Billionaire investor Wilbur Ross and Jeffrey Gundlach, the widely followed mortgage debt specialist at Trust Company of the West, have told Reuters a reasonable amount of low-cost funding is necessary to attract them to such a joint fund.
"If you want private capital and if you only did it on two or three times leverage, I don't think that that is realistic for the size and scale of what the government wants to achieve," Ross said in an interview.
U.S. Treasury Secretary Timothy Geithner is aiming to unfreeze credit markets by way of a new program that would combine public and private capital in a fund that would buy troubled bank assets of up to $1 trillion.
On Monday, the Financial Times said authorities could provide $6 of loans for every $1 in equity capital deployed by the private investors joining the public-private investment fund, citing some people involved in the process.
Gundlach said even $5 of loans for every $1 in equity capital "sounds about right."
Hedge funds and private equity managers take a more aggressive stance.
Ron D'Vari, chief executive of NewOak Capital and former head of structured finance at BlackRock, said it will take five to 10 times leverage to get the 20-plus percent returns that would interest the private equity investors.
"I think given the level of risk, we along with most private equity firms require that much for leveraged return," he said. "Inside five times, the assets have to be discounted further by as much as 15 percent to 30 percent more to make it work."
The root concern among money managers, hedge funds and of course taxpayers will be how to price the assets purchased for the joint public- and private-investment fund.
If the troubled debt and loans are priced too low, it could result in a vicious spiral where banks could be required to post devastating losses that deplete their capital and make it even more difficult for them to increase lending.
Conversely, if they are priced too high, banks will receive a windfall at the expense of taxpayers, who would swallow the losses if the government could not recoup what it paid.
Many banks are reluctant to go through another wave of write-downs on the value of collateralized debt obligations, leveraged loans, credit-card receivables, mortgage bonds and other distressed assets on their books to bring them in line with transactions of similar securities taking place, resulting in wild variations on their value.
Howard Newman, president and chief executive officer of Pine Brook Road Partners, LLC, a private equity fund investing in financial services and energy, said investors have to have a clear understanding of what the risks are and how they can be priced.

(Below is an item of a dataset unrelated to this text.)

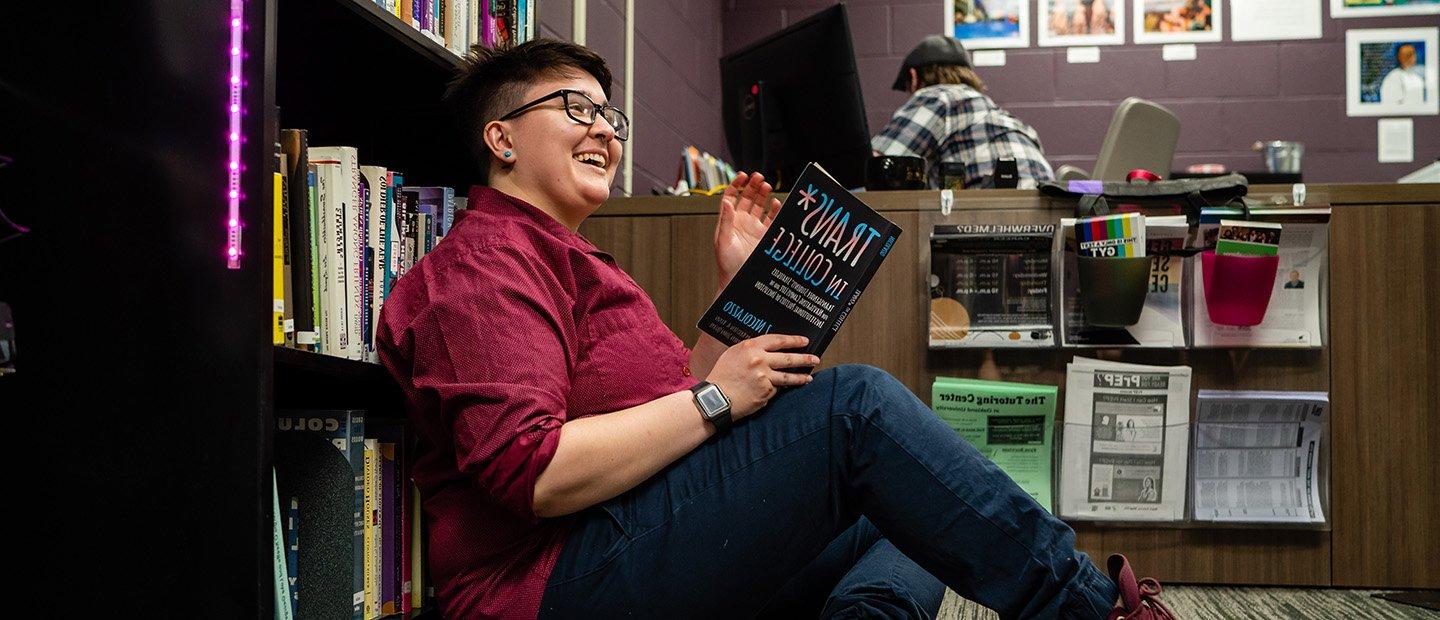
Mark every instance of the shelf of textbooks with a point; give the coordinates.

The government may come to the conclusion that no rational investor will bear the risks, he said. Alternatively, the government can make the risks bearable, and then it becomes an exercise in gain-sharing, he said.

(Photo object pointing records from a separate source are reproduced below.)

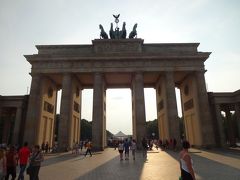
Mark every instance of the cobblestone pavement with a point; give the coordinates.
(212, 165)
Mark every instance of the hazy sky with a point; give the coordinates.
(213, 23)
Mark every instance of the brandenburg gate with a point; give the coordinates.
(118, 63)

"Profit and loss sharing is fine, but I am only interested if I know with absolute precision what I am buying and what price I am buying it at," said Gundlach of TCW.
All told, Federal Reserve Chairman Ben Bernanke on Tuesday defended Geithner's public-private partnership, saying that the plan is to strengthen the banks to the point that their profitability would improve enough to attract private capital.
"I certainly could imagine private equity funds being very actively involved -- they're sitting on huge amounts of capital and have been beefing up their capabilities in terms of doing bank (related investments)," said Josh Lerner, a professor specializing in private equity at Harvard Business School. "But they're clearly aware these are treacherous waters."